I was speaking with a customer service representative, and I asked some questions about one of her company’s products. She answered all my questions except one, to which she didn’t know the answer, and then apologized for not being able to be helpful.
I told her that I saw it differently. I explained that she had answered the questions she knew, and she had offered to transfer me to a supervisor for what she didn’t know. She was very helpful–she did the best she could.
The representative told me that my response made her day. When I asked her why, she said that I had been patient with her and my words were kind, and that these are not common qualities nowadays.

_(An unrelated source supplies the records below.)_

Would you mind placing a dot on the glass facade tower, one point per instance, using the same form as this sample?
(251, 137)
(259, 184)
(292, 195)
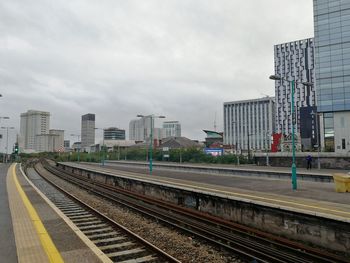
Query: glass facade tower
(332, 54)
(332, 64)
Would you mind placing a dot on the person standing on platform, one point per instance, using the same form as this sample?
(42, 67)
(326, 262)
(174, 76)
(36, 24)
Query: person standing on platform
(309, 162)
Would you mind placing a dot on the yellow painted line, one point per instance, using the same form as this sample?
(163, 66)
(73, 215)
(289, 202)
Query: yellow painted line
(291, 204)
(49, 247)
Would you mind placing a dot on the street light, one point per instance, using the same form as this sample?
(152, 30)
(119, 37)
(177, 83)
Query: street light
(103, 146)
(78, 136)
(315, 115)
(152, 116)
(267, 133)
(7, 137)
(294, 168)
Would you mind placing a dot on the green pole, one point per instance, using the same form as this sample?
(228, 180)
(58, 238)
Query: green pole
(103, 153)
(151, 147)
(294, 168)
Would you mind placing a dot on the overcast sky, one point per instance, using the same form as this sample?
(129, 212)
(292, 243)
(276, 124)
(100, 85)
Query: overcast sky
(117, 59)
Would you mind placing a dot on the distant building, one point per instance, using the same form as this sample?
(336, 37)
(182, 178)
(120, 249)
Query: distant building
(293, 61)
(332, 49)
(213, 139)
(113, 133)
(66, 143)
(76, 146)
(140, 130)
(249, 123)
(171, 129)
(58, 142)
(87, 130)
(33, 123)
(179, 142)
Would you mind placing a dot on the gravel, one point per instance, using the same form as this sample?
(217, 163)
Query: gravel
(184, 247)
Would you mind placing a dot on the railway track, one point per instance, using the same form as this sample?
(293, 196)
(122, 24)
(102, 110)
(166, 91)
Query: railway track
(118, 243)
(249, 244)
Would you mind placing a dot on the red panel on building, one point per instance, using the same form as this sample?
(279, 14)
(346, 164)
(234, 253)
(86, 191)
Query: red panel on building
(276, 141)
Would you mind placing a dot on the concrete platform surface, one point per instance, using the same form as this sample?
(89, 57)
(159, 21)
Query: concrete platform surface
(7, 240)
(244, 167)
(30, 245)
(311, 197)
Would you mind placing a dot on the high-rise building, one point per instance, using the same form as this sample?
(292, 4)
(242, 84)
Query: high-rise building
(66, 144)
(113, 133)
(332, 58)
(249, 122)
(140, 129)
(87, 130)
(58, 140)
(171, 129)
(294, 61)
(33, 123)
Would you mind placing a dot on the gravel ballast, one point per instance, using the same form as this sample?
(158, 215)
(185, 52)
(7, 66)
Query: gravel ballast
(184, 247)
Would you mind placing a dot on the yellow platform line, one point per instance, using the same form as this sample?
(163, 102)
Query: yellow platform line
(46, 241)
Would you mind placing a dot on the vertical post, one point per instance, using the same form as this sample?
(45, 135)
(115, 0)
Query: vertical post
(151, 147)
(104, 149)
(318, 143)
(79, 148)
(267, 149)
(294, 168)
(7, 140)
(180, 155)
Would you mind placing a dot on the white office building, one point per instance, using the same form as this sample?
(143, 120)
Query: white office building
(249, 123)
(32, 123)
(171, 129)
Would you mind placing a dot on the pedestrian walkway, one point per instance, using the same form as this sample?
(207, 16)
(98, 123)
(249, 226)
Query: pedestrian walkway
(33, 243)
(7, 240)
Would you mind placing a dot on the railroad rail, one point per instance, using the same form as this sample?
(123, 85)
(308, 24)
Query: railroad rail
(249, 243)
(117, 242)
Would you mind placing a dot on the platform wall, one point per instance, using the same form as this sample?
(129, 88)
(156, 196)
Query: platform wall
(327, 233)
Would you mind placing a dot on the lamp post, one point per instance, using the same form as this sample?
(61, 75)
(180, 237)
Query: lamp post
(152, 116)
(78, 136)
(103, 146)
(316, 115)
(267, 148)
(294, 168)
(7, 138)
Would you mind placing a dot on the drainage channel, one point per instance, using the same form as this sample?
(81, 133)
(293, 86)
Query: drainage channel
(118, 245)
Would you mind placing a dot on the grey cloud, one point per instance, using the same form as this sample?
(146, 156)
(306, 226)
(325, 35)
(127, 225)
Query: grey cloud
(180, 58)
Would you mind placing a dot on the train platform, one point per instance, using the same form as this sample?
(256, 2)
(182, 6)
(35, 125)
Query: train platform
(319, 175)
(312, 198)
(243, 167)
(32, 229)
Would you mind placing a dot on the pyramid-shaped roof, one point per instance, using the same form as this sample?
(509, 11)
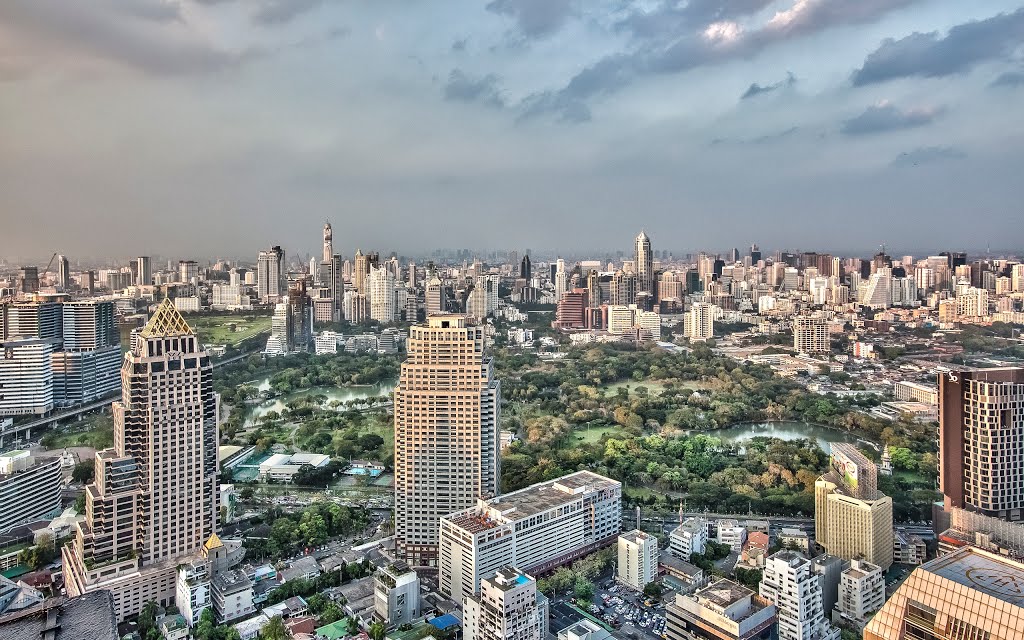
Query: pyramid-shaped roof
(166, 321)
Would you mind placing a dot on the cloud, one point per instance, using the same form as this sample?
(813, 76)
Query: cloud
(928, 55)
(924, 155)
(1009, 79)
(672, 40)
(758, 89)
(140, 34)
(887, 117)
(535, 18)
(272, 12)
(464, 88)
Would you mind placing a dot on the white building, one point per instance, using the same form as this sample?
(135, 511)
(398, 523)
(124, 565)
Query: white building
(396, 594)
(509, 607)
(731, 532)
(538, 527)
(637, 559)
(790, 583)
(689, 538)
(861, 592)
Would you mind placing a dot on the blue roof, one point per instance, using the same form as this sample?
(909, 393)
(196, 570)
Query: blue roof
(443, 622)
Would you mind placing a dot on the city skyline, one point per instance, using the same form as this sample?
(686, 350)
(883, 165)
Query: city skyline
(214, 123)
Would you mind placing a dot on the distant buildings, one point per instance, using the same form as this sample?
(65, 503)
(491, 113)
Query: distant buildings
(446, 434)
(538, 528)
(637, 564)
(851, 517)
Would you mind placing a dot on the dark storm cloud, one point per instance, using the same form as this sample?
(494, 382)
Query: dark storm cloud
(535, 18)
(887, 117)
(689, 39)
(1009, 79)
(924, 155)
(758, 89)
(929, 55)
(464, 88)
(142, 34)
(282, 11)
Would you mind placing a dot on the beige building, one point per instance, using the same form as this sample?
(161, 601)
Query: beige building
(969, 594)
(851, 517)
(155, 499)
(445, 432)
(637, 565)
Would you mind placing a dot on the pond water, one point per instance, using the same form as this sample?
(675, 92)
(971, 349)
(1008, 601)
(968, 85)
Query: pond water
(784, 430)
(342, 394)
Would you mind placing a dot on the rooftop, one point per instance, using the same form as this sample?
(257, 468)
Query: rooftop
(987, 572)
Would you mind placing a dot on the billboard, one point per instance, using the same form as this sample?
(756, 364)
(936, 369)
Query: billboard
(846, 469)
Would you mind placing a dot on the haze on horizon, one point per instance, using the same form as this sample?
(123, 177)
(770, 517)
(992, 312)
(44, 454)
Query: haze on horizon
(218, 127)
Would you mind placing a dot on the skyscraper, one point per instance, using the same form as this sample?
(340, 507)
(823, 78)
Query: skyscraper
(328, 243)
(155, 499)
(644, 264)
(271, 276)
(445, 431)
(981, 441)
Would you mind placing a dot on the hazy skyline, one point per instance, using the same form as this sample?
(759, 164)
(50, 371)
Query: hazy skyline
(217, 127)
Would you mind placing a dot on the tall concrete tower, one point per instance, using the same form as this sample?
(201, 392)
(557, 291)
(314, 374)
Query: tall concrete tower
(445, 432)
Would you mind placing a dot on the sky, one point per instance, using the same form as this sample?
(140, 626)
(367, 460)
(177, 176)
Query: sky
(206, 128)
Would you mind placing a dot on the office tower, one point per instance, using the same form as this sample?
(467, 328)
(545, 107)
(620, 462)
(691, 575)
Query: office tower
(143, 270)
(698, 324)
(637, 564)
(435, 299)
(537, 528)
(381, 293)
(851, 517)
(300, 323)
(445, 431)
(30, 488)
(810, 335)
(509, 607)
(861, 592)
(790, 584)
(328, 243)
(723, 610)
(396, 594)
(981, 441)
(968, 594)
(155, 499)
(689, 538)
(64, 273)
(187, 271)
(271, 276)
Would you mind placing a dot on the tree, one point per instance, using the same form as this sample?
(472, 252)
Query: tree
(274, 630)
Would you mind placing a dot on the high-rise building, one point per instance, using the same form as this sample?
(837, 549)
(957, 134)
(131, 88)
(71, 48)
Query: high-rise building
(155, 499)
(143, 270)
(851, 517)
(790, 584)
(328, 243)
(271, 275)
(538, 528)
(445, 431)
(810, 335)
(698, 324)
(861, 592)
(724, 610)
(64, 273)
(965, 595)
(508, 607)
(981, 441)
(637, 564)
(643, 258)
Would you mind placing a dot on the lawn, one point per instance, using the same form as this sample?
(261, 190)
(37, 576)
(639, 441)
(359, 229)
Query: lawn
(228, 330)
(593, 435)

I had a similar experience with another phone call I made some time ago. It was to an author whose book I read and enjoyed, and which contained some typos and errors. After telling the author how much I enjoyed the book, I inquired if another edition was being planned. I asked this because the way of compassion is not to point out errors unless there is a beneficial purpose to it.
When he said that another edition was indeed being planned, I asked if he wanted me to share with him what I had noticed. (This is the second skill of the Art of Giving Advice: Ask Permission or Have an Invitation. Don’t give advice that you are not sure is desired.) Afterwards, he thanked me for my observations, and told me how rare it is these days for somebody to take the time to make such a call.
It struck me how easy it is to make a difference in people’s lives. Life is busy, and we are often focused on our affairs. But simple acts of kindness, gentle words, patience, and expressions of gratitude are easy to do. And the opportunities are all around us–with family, with friends and at work.
Take an opportunity today to act with kindness, and see the difference it makes, both for others and for yourself.